Девочка, волосы светлые, мне бы таких волос,
мне бы хоть половинку такой души,
Девочка, у тебя же в груди вопрос
бьётся порой вместо сердца, зачем у ширм
такие тонкие рейки? Как долог и хрупок гвоздь?
Зачем трубе и скрипичным струнам
такие печальные звуки, а в горле кость?
Но это настолько глупо, что лучше играй на трубе,
не падай с повозки и не поднимайся с колен,
сиди себе смирно, свисти свои песни в углу,
и если что-то прекрасно, глаза закрой,
твоё сердце не выдержит, просто закрой глаза,
и смотри на море, синее, как бирюза.
* * *
В огромной
пустоте над головой,
пустующей в бесчисленные дали,
я видел шоколадные медальки,
по два рубля, и слышал тихий вой.
Собачий, видимо. Он был похож на тень
и забивался в разные углы,
такой забавный переносчик мглы,
с пушистой головой, внушал он мне,
лишь радость и покой.
Порой, когда я в комнатах пустых,
тонул в немыслимых ковровых волнах,
и выжигал глаза свои под солнцем,
я видел в пятнах свой скулящий стих.
* * *
Я почти не
могу, все лимиты превышены, горько,
и углов не хватает кидаться и прятаться, боже,
почему-то картины так манят, и я осторожно
в них залезть попытался, но измерения долги.
Все причины, как закоулки
на ветер и на ветру,
как последние списки имён во время войны,
все стоят, обещают и прочат, но я поутру
вижу белый буран, и темно от такой белизны,
а как день напоёт, так темнее ещё, и упал бы,
и сгорел бы, и вытащил б этот чаячий крик,
и попёр бы я в осень сытым больным катафалком,
но счастливым в какой-то мере, вполне живым.
* * *
Я устала и
скоро, наверное, выйду, пройдусь по улицам,
буду здороваться с каждым встречным в зелёных кедах,
буду заглядывать, не объясняя, в глаза и в добрые лица
долго смотреть, вывешивать фотки, короче, лето...

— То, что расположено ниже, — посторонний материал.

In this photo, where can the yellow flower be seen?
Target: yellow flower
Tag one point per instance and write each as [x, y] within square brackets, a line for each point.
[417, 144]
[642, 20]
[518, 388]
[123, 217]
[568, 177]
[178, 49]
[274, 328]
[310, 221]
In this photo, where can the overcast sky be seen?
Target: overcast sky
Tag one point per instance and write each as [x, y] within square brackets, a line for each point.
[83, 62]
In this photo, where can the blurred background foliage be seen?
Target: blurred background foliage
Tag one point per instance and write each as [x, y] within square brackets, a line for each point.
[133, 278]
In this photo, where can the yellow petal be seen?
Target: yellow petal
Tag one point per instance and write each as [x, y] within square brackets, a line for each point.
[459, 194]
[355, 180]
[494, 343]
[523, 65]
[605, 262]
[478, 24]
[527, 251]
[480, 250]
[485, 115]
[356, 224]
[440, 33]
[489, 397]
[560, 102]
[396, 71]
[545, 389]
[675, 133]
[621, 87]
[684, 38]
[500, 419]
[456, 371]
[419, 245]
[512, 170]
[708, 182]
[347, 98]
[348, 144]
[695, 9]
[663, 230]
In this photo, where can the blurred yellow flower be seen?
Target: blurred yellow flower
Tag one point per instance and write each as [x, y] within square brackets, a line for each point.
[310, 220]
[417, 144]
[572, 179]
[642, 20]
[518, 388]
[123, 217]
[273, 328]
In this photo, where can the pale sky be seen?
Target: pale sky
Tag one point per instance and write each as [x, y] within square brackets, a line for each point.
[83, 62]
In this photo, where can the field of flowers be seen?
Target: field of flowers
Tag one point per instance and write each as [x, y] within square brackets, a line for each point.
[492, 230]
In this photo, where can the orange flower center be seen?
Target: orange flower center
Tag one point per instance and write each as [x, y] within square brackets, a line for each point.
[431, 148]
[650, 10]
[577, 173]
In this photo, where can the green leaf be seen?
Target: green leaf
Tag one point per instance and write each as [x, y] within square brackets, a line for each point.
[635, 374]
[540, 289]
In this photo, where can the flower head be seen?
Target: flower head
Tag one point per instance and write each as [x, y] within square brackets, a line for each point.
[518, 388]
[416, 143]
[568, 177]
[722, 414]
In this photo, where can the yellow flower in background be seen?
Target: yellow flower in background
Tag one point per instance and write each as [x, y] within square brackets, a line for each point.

Я хочу, чтобы в каждых глазах оставался мой отпечаток,
чтобы встречный потом тоже видел с привкусом моря
синее море, а не какую-то лужу, и ни какую-то вату
вместо цветных облаков. И хочу, чтобы Оля
оставила пару полосок на радужке, чтобы Олеся
осталась где-нибудь в колбочках, палочках, а в сетчатке
как-нибудь Маша добавила Генделя лестницы,
немного вальсов и зонтиков в складках платья.
Я не знаю, хочу гвоздик и зелёных яблок, и морских портов,
и света в глаза до боли, и сожжённых солнцем полей, и соли,
и людей, которых ни разу, но почему-то скучаю, слов,
предложений, сложностью начинённых драмок,
и расписанных по минутам квадратов,
разрисованных женщин за тридцать, мужчин женатых,
и ручей, и родных невидимых городов.